MAROC
04/06/2018 15h:43 CET

HRW dénonce les répressions à l'encontre des manifestants de Jerada

L'ONG regrette "le recours à une force aveugle et excessive”.

Youssef Boudlal / Reuters

RAPPORT - “Usage excessif de la force contre des manifestants”. C’est le constat que Human Rights Watch (HRW) dresse des manifestations qui ont secoué la ville de Jerada en mars dernier. Dans son rapport publié ce lundi 4 juin, l’ONG estime que les autorités marocaines ont mené “une campagne de répression de plusieurs semaines”. Résultat: le 14 mars, un garçon de 16 ans, Abdelmoula Zaiqer, a été gravement blessé, après avoir été percuté par une fourgonnette de police “conduite de manière irresponsable”. Des leaders du mouvement de protestation arrêtés auraient été également “maltraités en détention”, ajoute l’ONG.

Quels que soient les délits reprochés aux manifestants interpellés, pour HRW, aucun argument ne peut justifier “le recours à une force aveugle et excessive”. “La répression à Jerada est allée bien plus loin qu’un simple effort visant à traduire en justice des manifestants prétendument violents”, a déclaré Sarah Leah Whitson, directrice de la division Moyen-Orient et Afrique du Nord à HRW, relayée dans ce rapport. Et d’ajouter que cette répression viserait, en fait, le droit de manifester pacifiquement contre la situation socio-économique de la région.

HRW précise aussi, dans son rapport, que ses chercheurs en visite à Jerada le 4 avril n’ont pas eu la tâche facile. Ils ont été interrogés à deux postes de contrôle, puis suivis de près toute la journée par une voiture avec trois hommes en civil à son bord. Ce qui, pour l’ONG, expliquerait l’annulation par des témoins ainsi que par les familles des détenus de leur rendez-vous avec les chercheurs.

Sur les lieux, ces derniers, ajoute le rapport, ont pu, toutefois, observer une importante présence des forces de sécurité: des policiers en uniforme et armés déployés dans chaque rue et place centrale de cette petite ville, et plus de 100 fourgonnettes de police et autres forces armées stationnées dans les alentours.

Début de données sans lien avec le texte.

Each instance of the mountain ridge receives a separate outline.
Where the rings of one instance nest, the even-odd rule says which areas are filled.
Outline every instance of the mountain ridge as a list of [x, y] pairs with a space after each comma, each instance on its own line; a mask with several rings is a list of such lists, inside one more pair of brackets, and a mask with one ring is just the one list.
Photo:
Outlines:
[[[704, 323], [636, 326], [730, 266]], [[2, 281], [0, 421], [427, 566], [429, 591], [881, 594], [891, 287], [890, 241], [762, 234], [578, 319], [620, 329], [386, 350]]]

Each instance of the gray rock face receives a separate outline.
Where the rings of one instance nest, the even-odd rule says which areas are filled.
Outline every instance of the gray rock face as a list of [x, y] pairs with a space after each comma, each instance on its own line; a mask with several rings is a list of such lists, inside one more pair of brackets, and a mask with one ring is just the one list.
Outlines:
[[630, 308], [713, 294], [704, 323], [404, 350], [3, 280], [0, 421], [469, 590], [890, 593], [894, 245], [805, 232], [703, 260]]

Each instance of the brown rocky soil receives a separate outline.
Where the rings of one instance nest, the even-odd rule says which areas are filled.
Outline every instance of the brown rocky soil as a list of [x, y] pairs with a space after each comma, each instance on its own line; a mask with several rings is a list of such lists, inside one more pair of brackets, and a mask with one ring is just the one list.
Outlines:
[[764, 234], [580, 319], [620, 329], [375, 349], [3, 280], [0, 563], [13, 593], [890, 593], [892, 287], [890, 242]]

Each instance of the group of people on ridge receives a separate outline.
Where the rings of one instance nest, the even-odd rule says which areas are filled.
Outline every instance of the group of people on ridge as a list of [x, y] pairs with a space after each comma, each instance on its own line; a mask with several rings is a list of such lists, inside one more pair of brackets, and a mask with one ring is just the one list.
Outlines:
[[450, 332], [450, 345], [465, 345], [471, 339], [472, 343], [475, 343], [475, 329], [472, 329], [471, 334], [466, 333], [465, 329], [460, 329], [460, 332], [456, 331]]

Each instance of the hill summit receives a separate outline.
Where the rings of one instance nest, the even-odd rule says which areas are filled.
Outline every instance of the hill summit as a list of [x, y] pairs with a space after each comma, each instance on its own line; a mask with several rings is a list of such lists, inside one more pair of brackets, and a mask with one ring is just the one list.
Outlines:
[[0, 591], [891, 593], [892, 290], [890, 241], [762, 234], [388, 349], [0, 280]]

Citant l’avocat de plusieurs manifestants, Abdelkak Benkada, ainsi que des activistes, HRW précise qu’à partir de l’incident du 14 mars, “des agents de police ont forcé les portes et brisé les fenêtres de plusieurs maisons à Jerada, frappant et interpellant plusieurs hommes sans présenter de mandats d’arrêt ni de perquisition”.

Des opérations similaires se seraient poursuivies jusqu’à très récemment, indique l’ONG, précisant que 23 arrestations ont été recensées entre le 12 et le 27 mai. Au 31 mai, 69 manifestants, dont trois mineurs, étaient en prison ou en détention préventive. Relayant l’avocat Benkada, 4 d’entre eux, dont 2 leaders des manifestants, seraient détenus en isolement depuis plus de deux mois.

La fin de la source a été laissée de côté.